Had to go back to the basics. Cold-calling, relationship building, renting a room personally inviting people and speaking. Pitching media to write articles. Referrals, updating old blog posts for fresh traffic.
Current Process
Right now, I have a daily ritual of prospecting/new business development for 1 hour a day. Every day. Some days more time. And I track all my activities in a spreadsheet and that's based on a points system. So sales calls count more than cold emails, etc. That way, I can see how many "outreach" points I need to hit before I can expect a certain number of consultations.
And I do this basically while my kids watch a little TV. That's the best I can do -- but the results so far have been positive. Business is picking up once again. It's slow, but I'm making progress. I don't have the same time I had before children (and that's by design... I love spending time with them) but I'm determined to maximize the time I do have. Eventually they will be in school and I'll have more time again.
I work nights after they go to bed to write and take calls from prospective clients and also on weekends so I can continue to build momentum.
MJ (and the other legendary/gold/bronze contributors!) -this forum is amazing, I've been looking to find out where the "real" business owners hang out for some time.
Maybe I wasn't looking in the right places on Reddit or Facebook. (Lots of fakery on FB, and don't get me started on the ads) but you seem to have attracted a great community where we can "finally" have some real honest discourse about business.
Even when I go to events for women entrepreneurs it's a lot of nonsense and seems like everyone has drank the FB ad guru koolaid.
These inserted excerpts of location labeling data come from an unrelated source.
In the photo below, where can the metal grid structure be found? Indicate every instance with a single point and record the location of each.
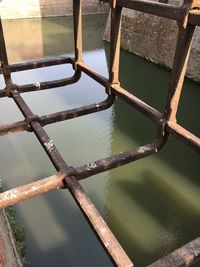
(187, 17)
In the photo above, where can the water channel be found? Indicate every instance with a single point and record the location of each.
(151, 205)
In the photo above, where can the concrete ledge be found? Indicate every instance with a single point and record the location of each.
(10, 9)
(154, 38)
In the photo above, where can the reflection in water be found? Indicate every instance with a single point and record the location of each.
(56, 232)
(152, 205)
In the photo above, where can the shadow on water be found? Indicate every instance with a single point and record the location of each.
(75, 244)
(152, 204)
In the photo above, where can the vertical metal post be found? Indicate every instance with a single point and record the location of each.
(77, 16)
(183, 47)
(3, 57)
(115, 34)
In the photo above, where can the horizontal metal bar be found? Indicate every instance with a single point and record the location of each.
(31, 190)
(38, 86)
(135, 102)
(40, 63)
(184, 135)
(117, 160)
(98, 225)
(102, 231)
(57, 117)
(138, 104)
(154, 8)
(158, 9)
(184, 256)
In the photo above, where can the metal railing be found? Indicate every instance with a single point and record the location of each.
(187, 17)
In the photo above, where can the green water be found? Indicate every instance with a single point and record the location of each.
(151, 205)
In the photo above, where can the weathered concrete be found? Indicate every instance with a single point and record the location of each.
(8, 253)
(155, 39)
(10, 9)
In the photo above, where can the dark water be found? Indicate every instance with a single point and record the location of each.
(151, 205)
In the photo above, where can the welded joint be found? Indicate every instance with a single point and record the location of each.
(32, 118)
(185, 9)
(10, 89)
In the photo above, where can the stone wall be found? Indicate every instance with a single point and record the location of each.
(12, 9)
(155, 39)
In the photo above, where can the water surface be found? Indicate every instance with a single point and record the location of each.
(151, 205)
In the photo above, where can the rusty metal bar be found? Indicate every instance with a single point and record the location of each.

This forum seems to skew male, but the ladies' version of drop-ship/affilliate marketing/internet marketing stuff is the life coaching/online business consulting/branding strategists stuff. But no one seems to be making much. Lot of beautiful photo shoots though.
Yes, I'm one of "those" female coaches and I'm still a bit ambivalent about what that means in an age where the coaching/consulting industry looks more and more like a pyramid scheme every day. (Def got sucked in there for a year, learned some things most was 'woo woo' crap.) Love the post on here about Tier 1-4 gurus. Know of few of them personally. Post was spot on.
I'm here to learn, to contribute and grow. Thank you MJ for your amazing books. I share them with every aspiring and established entrepreneur I come in contact with.
Thanks for reading. YIKES this turned out to be a novel. (I'm a bit sensitive, happy to answer questions, just if it's possible - be gentle in the comments? I'm not entitled to coddling, just a bit of kindness.)